既然你自己送上门来,这件事干脆一口气连根拔起算了,反正证据也收集的差不多了。
抱着同样的想法的赵子葳自然先站了出来,笑呵呵的跟小贺总说,“既然小贺总决定撤资,这件事我同样作为资方肯定不会阻挠。”
贺思衡一脸狐疑的看着他,明明前一段时间先说撤资的可就是葳蕤,怎么才过了半个多月,怎么忽然就转变了封口,他还以为自己只有稍稍提出撤资,这人也会跟着他一同撤资,到时候他再将牛志平从剧组踢出去,重新找一个班组进来,好好的将这部剧拍摄出来,毕竟他也觉得这部剧有火爆的潜质。
但计划不如变化,这人居然率先反悔了?
“你不撤资了?”小贺总第一次觉得自己的年龄吃了亏,跟赵子葳这样的老狐狸斗法他还是差了些火候。
赵子葳微微一笑,“撤资再说吧,现在剧组发生了这样的事情,总不能落井下石,这个时候撤资剧组怎么能挺过来呢?”
冠冕堂皇的话谁不会说,滕舒粤心里笑贺思衡想的太多了,这会儿就算是撤资了,也解决不了其他多余的事情,就说导演安排演员继续拍摄,这部剧也不会有什么差池,无非就是声誉的问题,这样的长篇巨作,届时不论是后期制作还是审核,都一两个月就能够完成的,断则半年八个月,长则一两年上也是可能的,所以根本就不能报着什么太天真的想法,能成也肯定得换人了。
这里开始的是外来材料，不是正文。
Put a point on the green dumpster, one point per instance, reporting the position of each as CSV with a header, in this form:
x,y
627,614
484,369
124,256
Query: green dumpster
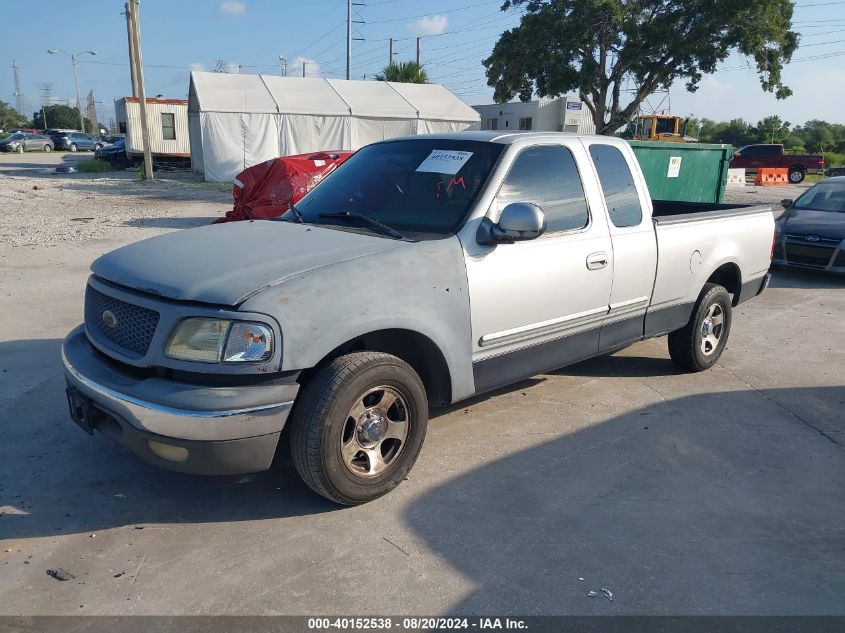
x,y
685,172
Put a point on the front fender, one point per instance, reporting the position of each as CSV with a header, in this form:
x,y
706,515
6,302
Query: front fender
x,y
421,287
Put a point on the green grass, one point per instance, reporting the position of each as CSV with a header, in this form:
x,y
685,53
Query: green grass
x,y
94,166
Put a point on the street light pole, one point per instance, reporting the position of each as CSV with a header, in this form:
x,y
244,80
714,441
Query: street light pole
x,y
78,100
73,57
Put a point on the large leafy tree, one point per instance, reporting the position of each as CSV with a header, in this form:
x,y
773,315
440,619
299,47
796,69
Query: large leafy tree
x,y
615,53
403,72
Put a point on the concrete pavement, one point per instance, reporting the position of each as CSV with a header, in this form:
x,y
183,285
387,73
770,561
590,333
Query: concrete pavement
x,y
713,493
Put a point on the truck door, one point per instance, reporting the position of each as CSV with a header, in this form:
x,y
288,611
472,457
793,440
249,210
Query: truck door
x,y
634,244
537,305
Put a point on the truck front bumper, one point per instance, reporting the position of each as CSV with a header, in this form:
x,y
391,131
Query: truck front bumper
x,y
190,428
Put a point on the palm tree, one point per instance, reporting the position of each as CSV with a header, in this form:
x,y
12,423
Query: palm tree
x,y
403,72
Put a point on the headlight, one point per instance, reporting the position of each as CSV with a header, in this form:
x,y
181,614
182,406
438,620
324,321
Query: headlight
x,y
220,340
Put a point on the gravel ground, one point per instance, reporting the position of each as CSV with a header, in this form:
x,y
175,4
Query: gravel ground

“不过既然小贺总执意撤资,我这里就只能祝福你之后还能找到心仪的项目了。”赵子葳笑的一脸坦然,不惧贺思衡放在明面的打量,镇定的道:“而且小贺总既然要撤出,我这边正好还有注资的想法,当做感谢,要不明天我们约饭详谈?”
贺思衡在他和滕舒粤两个人之间迅速的打量,随后恨恨的说了一句:“你们最好有什么事情都放在明面上,要是让我知道是你们背后捅出来的事儿,肯定没完!”
滕舒粤讥讽的看他一眼,随后便坐到了冯凌霄的身边,任由那两个人在一旁相互寒暄打机锋。
“你给我老实说怎么回事?那个小姑娘到底是故意伤害的,还是真的凑巧?”
“我是真的不知情,我师兄就说碰到个小姑娘很有潜质,就想安排个小角色,他觉得也不是什么大事,总不能因为这点事情就去找我师父,然后就想到了我,我一开始也是不答应的,但是在聊天的时候就被牛志平给听到了,他一听说是长得好看,管不住下半身的玩意儿就起了不该有的心思。”
冯凌霄一脸的愤恨,就好像真的替那个小姑娘愤怒一般,滕舒粤在一旁冷眼旁观,淡淡的说:“这么简单?”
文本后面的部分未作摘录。